Multiple Revenue Streams

FXL generates multiple revenue streams, including:

net interest margin on leases;

application fees;

monthly account fees;

residual payments by lessee; and

sale of leased products to third parties.

Limited Recourse Debt Funding Model and the “Loss Reserve”

FXL’s bad debt exposure is limited to the Loss Reserve. Customer loan defaults are funded out of the loss reserve provisions, with excess losses borne by the Funder.

FXL’s funding model is unique in that its debt facilities are limited recourse to FXL, ie. FXL’s losses on customer loans are limited to the Loss Reserve. Losses exceeding the Loss Reserve are borne by the Funder. The Loss Reserve works as follows:

FXL has five Funders. FXL has a separate special purpose vehicle (SPV) with each Funder. Lending assets go into the SPV.

The Funder takes security over the SPV’s assets and cashflows.

Different Funders have different % requirements for their specific Loss Reserve ratio. There are generally six monthly reviews for the SPVs and their loss reserves.

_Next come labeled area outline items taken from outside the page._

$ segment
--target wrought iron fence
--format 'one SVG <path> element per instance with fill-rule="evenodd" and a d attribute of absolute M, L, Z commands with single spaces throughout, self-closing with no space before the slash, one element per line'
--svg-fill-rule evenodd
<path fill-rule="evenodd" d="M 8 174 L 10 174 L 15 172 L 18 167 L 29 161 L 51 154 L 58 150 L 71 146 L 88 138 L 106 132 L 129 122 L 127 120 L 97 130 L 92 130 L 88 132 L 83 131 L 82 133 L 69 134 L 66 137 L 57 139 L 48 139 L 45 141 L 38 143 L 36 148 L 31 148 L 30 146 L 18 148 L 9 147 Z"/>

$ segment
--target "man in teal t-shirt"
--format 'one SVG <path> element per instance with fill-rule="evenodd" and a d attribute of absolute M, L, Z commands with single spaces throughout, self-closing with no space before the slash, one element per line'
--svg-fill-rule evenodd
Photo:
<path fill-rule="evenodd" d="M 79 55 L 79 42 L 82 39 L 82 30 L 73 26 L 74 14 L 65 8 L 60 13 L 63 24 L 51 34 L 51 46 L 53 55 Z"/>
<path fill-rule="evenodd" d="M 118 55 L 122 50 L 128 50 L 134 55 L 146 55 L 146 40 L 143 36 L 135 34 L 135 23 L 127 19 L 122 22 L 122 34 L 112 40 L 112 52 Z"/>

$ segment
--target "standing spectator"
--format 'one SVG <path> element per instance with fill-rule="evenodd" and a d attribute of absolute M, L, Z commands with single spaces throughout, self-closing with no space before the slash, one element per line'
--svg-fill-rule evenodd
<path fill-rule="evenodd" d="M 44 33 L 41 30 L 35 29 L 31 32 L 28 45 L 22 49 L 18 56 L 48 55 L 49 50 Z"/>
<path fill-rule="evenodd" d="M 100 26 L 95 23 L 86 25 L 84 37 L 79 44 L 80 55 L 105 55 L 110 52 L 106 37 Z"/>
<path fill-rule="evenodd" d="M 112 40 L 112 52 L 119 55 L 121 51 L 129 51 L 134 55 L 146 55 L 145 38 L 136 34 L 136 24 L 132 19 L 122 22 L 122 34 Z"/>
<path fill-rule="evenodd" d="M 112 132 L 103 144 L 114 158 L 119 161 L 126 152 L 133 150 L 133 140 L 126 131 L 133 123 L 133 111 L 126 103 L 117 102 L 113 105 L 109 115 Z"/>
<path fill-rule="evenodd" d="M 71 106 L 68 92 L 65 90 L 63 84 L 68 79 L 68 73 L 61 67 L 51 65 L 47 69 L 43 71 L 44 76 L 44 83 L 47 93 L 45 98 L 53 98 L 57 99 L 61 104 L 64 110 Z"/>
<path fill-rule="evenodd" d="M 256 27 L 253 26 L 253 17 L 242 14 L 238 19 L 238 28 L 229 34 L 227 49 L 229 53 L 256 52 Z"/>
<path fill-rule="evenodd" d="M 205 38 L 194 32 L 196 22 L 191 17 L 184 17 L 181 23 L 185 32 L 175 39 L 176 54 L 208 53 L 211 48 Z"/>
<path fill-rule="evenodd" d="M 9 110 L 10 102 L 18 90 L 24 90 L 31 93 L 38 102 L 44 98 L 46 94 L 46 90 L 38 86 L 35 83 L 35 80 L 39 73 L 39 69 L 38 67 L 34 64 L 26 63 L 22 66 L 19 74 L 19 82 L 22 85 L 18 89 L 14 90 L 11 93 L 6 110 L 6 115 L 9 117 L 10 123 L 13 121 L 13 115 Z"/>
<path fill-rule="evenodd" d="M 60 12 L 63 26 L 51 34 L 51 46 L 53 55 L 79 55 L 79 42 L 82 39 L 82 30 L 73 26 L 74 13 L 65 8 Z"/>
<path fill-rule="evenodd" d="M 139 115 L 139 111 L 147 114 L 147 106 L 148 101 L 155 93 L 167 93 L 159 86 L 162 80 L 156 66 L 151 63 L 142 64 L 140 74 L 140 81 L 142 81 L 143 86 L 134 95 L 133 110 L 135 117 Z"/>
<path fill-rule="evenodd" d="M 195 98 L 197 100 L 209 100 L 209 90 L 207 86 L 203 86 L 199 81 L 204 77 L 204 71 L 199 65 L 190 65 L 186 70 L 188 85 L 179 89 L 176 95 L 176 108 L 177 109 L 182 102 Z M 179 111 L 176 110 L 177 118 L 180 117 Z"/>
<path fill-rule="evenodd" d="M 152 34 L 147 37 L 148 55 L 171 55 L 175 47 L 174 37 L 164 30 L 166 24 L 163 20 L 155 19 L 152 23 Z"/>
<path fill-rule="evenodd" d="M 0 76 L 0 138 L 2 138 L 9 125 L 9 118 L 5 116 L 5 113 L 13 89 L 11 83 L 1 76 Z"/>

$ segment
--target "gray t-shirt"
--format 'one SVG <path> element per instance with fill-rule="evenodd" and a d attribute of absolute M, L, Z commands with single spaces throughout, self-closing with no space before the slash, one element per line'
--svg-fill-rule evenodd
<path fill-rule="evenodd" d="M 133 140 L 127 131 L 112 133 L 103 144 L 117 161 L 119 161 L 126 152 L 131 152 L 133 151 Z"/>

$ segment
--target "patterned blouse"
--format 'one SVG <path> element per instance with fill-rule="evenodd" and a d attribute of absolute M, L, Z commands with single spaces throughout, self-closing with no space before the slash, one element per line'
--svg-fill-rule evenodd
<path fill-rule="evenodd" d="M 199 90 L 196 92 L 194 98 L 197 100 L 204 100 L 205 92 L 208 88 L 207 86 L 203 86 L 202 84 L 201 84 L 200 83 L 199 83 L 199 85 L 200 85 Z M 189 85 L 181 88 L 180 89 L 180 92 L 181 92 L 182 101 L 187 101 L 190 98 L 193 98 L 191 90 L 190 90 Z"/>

The Loss Reserve is cash on deposit, and accounted for as a debit on FXL’s balance sheet. It earns interest which is retained as additional loss reserves and contributes to FXL’s P&L.

On default, Funders recover the full loan amount from the Loss Reserve. The defaulted lease amount is recorded on FXL’s P&L as an impairment expense.

At the end of the lease term, any excess cash in the Loss Reserve is returned to FXL. Increased credit defaults negatively impact FXL’s profit margin. Also, we would expect that excessive drawdown on Loss Reserves is likely to result in: (i) higher Loss Reserve margin requirements going forward; and (ii) higher borrowing rates for FXL.

Cashflow Funding Model

Funding model generates high upfront cashflow.

Figure 2 illustrates the structure:

Step 1 − Retail product purchased. Assume product Face Value of A$2,200.

Step 2 – Funded Amount Advanced.

– Once lease is signed, within ten days the Funder pays the Funded Amount to the SPV. – The Funded Amount is calculated as the present value of the lease payments expected

over the life of the lease. In Figure 2, the Funded Amount is A$2,847.

Step 3 − From the Funded Amount, the SPV makes three payments:

– A Loss Reserve provision account (A$285). An agreed % of the funder’s advanced amount is set aside as a Loss Reserve provision to meet expected defaults. In this scenario, 10% loss reserve = A$285.

– FXL’s upfront gross cash margin (A$362).

Step 4 – SPV advances product Face Value (A$2,200) to borrower, who pays retailer.

Step 5 – FXL receives upfront cashflow. From FXL’s gross cash margin, it manages: (i) FXL’s general operating expenses; (ii) makes incentive payments to retailer’s staff (via “Flexichips” rewards program).

Step 6 – Borrower pays monthly lease payments to SPV.

Step 7 – SPV pays monthly funding cost to Funder. Cost of funds fixed in line with term of contract.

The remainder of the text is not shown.